The list of return values of func over all workers’ policies. The

length of this list is: (num_workers + 1 (local-worker)) * [num policies in the multi-agent config dict]. The local workers’ results are first, followed by all remote workers’ results

foreach_policy_to_train(func: Callable[[ray.rllib.policy.policy.Policy, str], ray.rllib.evaluation.worker_set.T]) List[ray.rllib.evaluation.worker_set.T][source]#

Apply func to all workers’ Policies iff in policies_to_train.

Parameters

func – A function - taking a Policy and its ID - that is called on all workers’ Policies, for which worker.is_policy_to_train() returns True.

Returns

The list of n return values of all

func([trainable policy], [ID])-calls.

Return type

List[any]

foreach_env(func: Callable[[Any], List[ray.rllib.evaluation.worker_set.T]]) List[List[ray.rllib.evaluation.worker_set.T]][source]#

Calls func with all workers’ sub-environments as args.

An “underlying sub environment” is a single clone of an env within a vectorized environment. func takes a single underlying sub environment as arg, e.g. a gym.Env object.

Parameters

func – A function - taking an EnvType (normally a gym.Env object) as arg and returning a list of lists of return values, one value per underlying sub-environment per each worker.

Returns

The list (workers) of lists (sub environments) of results.

foreach_env_with_context(func: Callable[[ray.rllib.env.base_env.BaseEnv, ray.rllib.env.env_context.EnvContext], List[ray.rllib.evaluation.worker_set.T]]) List[List[ray.rllib.evaluation.worker_set.T]][source]#

Calls func with all workers’ sub-environments and env_ctx as args.

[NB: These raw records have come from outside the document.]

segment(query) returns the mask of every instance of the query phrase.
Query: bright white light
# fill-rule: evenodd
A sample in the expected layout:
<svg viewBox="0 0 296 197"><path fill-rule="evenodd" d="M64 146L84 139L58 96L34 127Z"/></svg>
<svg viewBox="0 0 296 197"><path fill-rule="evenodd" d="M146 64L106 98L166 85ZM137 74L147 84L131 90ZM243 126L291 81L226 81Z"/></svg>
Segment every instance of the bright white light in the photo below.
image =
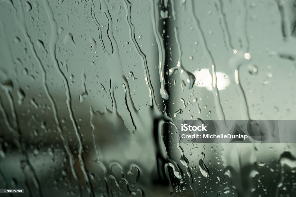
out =
<svg viewBox="0 0 296 197"><path fill-rule="evenodd" d="M251 59L251 54L250 54L250 52L244 54L244 59L247 59L248 60Z"/></svg>
<svg viewBox="0 0 296 197"><path fill-rule="evenodd" d="M196 79L194 85L198 87L204 87L208 90L212 91L212 77L208 69L202 69L200 71L196 70L193 72ZM217 72L217 85L219 90L225 90L230 83L230 80L228 75L223 72Z"/></svg>

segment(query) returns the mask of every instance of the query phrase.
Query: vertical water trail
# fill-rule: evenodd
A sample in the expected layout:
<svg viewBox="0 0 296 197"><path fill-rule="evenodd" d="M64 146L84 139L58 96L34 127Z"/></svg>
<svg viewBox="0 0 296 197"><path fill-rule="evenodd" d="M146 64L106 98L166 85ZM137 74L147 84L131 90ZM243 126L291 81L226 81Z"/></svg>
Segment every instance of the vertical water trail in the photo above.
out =
<svg viewBox="0 0 296 197"><path fill-rule="evenodd" d="M227 22L226 21L226 14L223 10L223 4L222 2L222 0L218 0L219 2L220 13L221 13L222 17L222 21L225 27L225 29L226 30L226 33L227 34L227 39L228 41L228 43L229 47L232 50L234 49L234 48L232 45L232 42L231 41L231 36L230 35L230 32L229 31L229 28L228 28L228 25Z"/></svg>
<svg viewBox="0 0 296 197"><path fill-rule="evenodd" d="M153 31L156 39L156 42L158 47L158 55L159 62L159 71L160 80L160 95L165 100L168 99L169 95L168 92L165 88L165 82L164 77L164 62L165 58L165 53L163 43L161 41L162 37L157 30L158 27L159 18L157 2L154 2L154 0L150 0L152 12L151 12L151 20L153 26Z"/></svg>
<svg viewBox="0 0 296 197"><path fill-rule="evenodd" d="M91 115L90 123L91 126L91 128L92 129L92 130L91 131L91 135L92 136L93 138L93 143L94 144L94 148L95 152L96 153L96 155L97 156L96 161L96 162L98 162L99 160L100 156L99 153L99 149L96 146L96 141L94 139L95 127L94 125L92 123L92 120L93 117L94 117L94 114L95 114L95 113L94 112L94 110L91 107L90 107L90 109L89 109L89 113Z"/></svg>
<svg viewBox="0 0 296 197"><path fill-rule="evenodd" d="M242 3L242 1L243 1ZM242 17L244 16L243 15L241 17L241 22L240 23L241 24L243 24L244 25L243 28L244 28L244 31L243 34L244 34L244 35L242 35L242 36L240 36L240 38L242 38L244 37L245 38L244 39L242 39L242 41L242 41L244 43L242 45L243 48L244 47L244 49L243 49L243 51L247 51L247 53L250 53L250 42L249 40L249 38L248 38L247 32L247 7L246 6L246 2L244 0L241 0L241 1L240 1L240 2L241 3L241 8L242 10L241 11L241 14L244 15L244 17ZM244 11L242 11L243 10L244 10ZM241 28L243 28L242 27ZM242 34L243 33L241 31L241 34ZM240 68L242 64L240 64L237 65L237 66L236 69L235 70L234 72L234 74L235 75L236 73L236 71L237 71L237 72L238 72L238 74L237 74L237 78L238 79L239 79L239 68ZM251 120L251 118L250 116L250 110L249 108L249 106L248 104L248 102L247 100L247 97L246 96L246 94L244 92L244 90L242 86L242 85L241 83L239 82L239 80L238 80L239 81L239 83L237 83L237 84L238 85L239 89L240 90L240 91L241 92L242 94L242 95L243 98L244 100L243 101L244 103L245 107L245 110L246 111L245 113L247 114L248 119L249 120Z"/></svg>
<svg viewBox="0 0 296 197"><path fill-rule="evenodd" d="M21 29L24 36L29 44L29 46L31 49L34 56L37 61L38 64L40 67L41 70L42 71L42 78L43 79L43 80L42 81L43 85L44 87L44 90L46 96L47 96L47 97L48 98L51 104L52 108L52 109L54 114L54 117L57 125L57 128L60 134L61 138L63 141L64 147L66 150L66 152L69 158L70 167L72 175L75 180L78 180L76 172L74 168L74 159L73 155L72 154L72 153L71 153L71 151L70 150L70 148L69 147L68 143L68 141L67 139L66 136L62 128L61 123L59 121L59 118L57 114L56 105L54 101L52 96L49 93L48 86L47 85L47 77L44 65L42 63L41 59L37 55L35 46L32 40L31 37L28 33L27 26L25 21L24 14L22 8L23 7L22 4L22 1L20 0L19 0L19 2L20 8L22 8L22 9L20 9L20 17L19 18L18 18L17 10L15 8L14 8L14 10L15 12L15 20L17 24ZM79 180L78 180L78 181L79 181Z"/></svg>
<svg viewBox="0 0 296 197"><path fill-rule="evenodd" d="M195 7L195 4L194 3L194 0L191 0L191 5L189 7L192 7L191 11L192 15L194 18L196 22L196 25L197 26L197 29L198 30L199 34L201 37L201 40L202 41L202 47L204 50L206 54L207 54L208 58L209 59L210 63L210 65L209 65L209 70L210 70L210 73L212 79L214 78L214 76L215 75L215 65L214 61L214 58L213 57L212 53L209 50L207 45L207 41L206 40L205 37L205 36L203 31L202 29L200 27L200 21L194 11L194 9ZM213 67L213 66L214 66ZM212 84L213 87L212 92L213 96L214 97L214 100L215 102L215 105L216 106L217 111L217 114L220 120L225 120L225 114L223 112L223 108L222 107L222 105L221 104L221 100L219 95L219 91L217 87L216 82L216 83L213 83Z"/></svg>
<svg viewBox="0 0 296 197"><path fill-rule="evenodd" d="M60 67L58 61L57 59L56 51L56 43L58 40L57 33L57 25L54 20L54 13L49 5L48 0L43 0L46 11L47 15L50 26L51 32L49 44L49 49L52 61L59 73L62 78L66 89L66 93L67 98L66 104L69 113L70 119L72 122L72 124L75 131L75 135L78 142L78 159L80 164L80 167L83 174L83 177L86 182L86 188L89 195L91 196L94 196L94 194L93 189L91 183L90 181L89 175L87 172L85 166L85 162L82 155L82 152L84 149L83 142L81 134L78 128L76 120L74 117L74 115L72 109L72 100L70 88L68 82L67 80L65 74L62 71Z"/></svg>
<svg viewBox="0 0 296 197"><path fill-rule="evenodd" d="M152 86L151 82L151 78L149 73L149 70L148 68L148 65L147 65L147 58L146 55L144 54L139 46L137 41L135 38L135 26L131 22L131 4L128 0L124 0L126 6L126 9L127 13L126 20L127 22L129 27L130 35L131 35L130 38L132 40L134 46L136 48L136 51L138 54L141 56L142 61L144 62L144 67L145 71L144 75L145 80L148 83L148 86L149 88L149 97L152 98L150 99L150 103L149 105L152 106L153 105L153 100L155 101L155 95L154 94L154 91Z"/></svg>
<svg viewBox="0 0 296 197"><path fill-rule="evenodd" d="M11 106L12 109L12 113L13 114L12 117L15 119L14 120L16 124L15 127L14 129L14 133L16 134L17 136L17 138L18 138L18 143L19 143L20 150L22 156L22 158L21 160L21 163L24 162L26 165L28 165L29 167L30 172L32 175L32 179L35 183L35 186L37 190L38 195L39 196L42 197L43 196L43 195L42 193L40 183L39 182L36 172L29 159L26 146L23 137L22 133L21 130L18 116L16 109L13 97L10 92L11 91L8 89L7 88L4 87L2 85L2 81L0 81L0 83L1 84L1 88L5 90L7 98L12 105Z"/></svg>
<svg viewBox="0 0 296 197"><path fill-rule="evenodd" d="M108 57L108 62L110 62L109 65L109 73L110 75L110 94L112 99L112 106L113 109L114 106L116 107L116 104L115 103L114 94L114 89L115 86L117 84L123 84L125 88L128 88L128 90L126 90L128 92L127 96L126 98L126 104L128 110L131 113L132 118L132 123L133 126L136 127L133 121L133 118L136 117L137 114L137 110L135 107L131 95L130 91L128 85L128 83L124 75L123 70L122 63L121 62L120 55L119 54L119 49L118 45L114 37L113 30L113 22L112 17L109 11L107 3L104 1L102 1L101 4L102 8L104 12L107 20L108 21L107 34L108 37L110 39L112 47L112 54ZM117 70L117 72L114 72ZM116 83L116 81L118 83ZM129 107L129 106L130 107ZM132 110L130 110L132 109ZM131 131L129 131L131 132Z"/></svg>
<svg viewBox="0 0 296 197"><path fill-rule="evenodd" d="M101 25L100 25L98 21L98 20L96 17L96 13L94 12L94 10L96 9L96 7L94 3L94 1L93 0L91 0L91 1L90 1L90 2L91 3L91 17L92 17L93 19L94 20L94 21L96 24L96 25L97 27L98 28L98 30L99 31L99 37L100 39L100 42L101 42L101 45L102 46L103 50L105 52L107 52L108 53L108 51L106 50L105 45L104 44L104 41L103 41L103 39L102 38L102 30L101 28ZM100 3L101 3L100 2ZM110 54L109 54L110 55Z"/></svg>
<svg viewBox="0 0 296 197"><path fill-rule="evenodd" d="M282 4L284 3L283 1L281 1L279 2L278 0L274 0L274 1L276 4L278 8L279 9L279 11L281 15L281 28L282 35L283 39L285 39L289 35L287 33L288 31L288 24L286 21L286 16L284 10L284 7L282 5Z"/></svg>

An “underlying sub environment” is a single clone of an env within a vectorized environment. func takes a single underlying sub environment and the env_context as args.

Parameters

func – A function - taking a BaseEnv object and an EnvContext as arg - and returning a list of lists of return values over envs of the worker.

Returns

The list (1 item per workers) of lists (1 item per sub-environment)

of results.

probe_unhealthy_workers() List[int][source]#

Checks the unhealth workers, and try restoring their states.

Returns

IDs of the workers that were restored.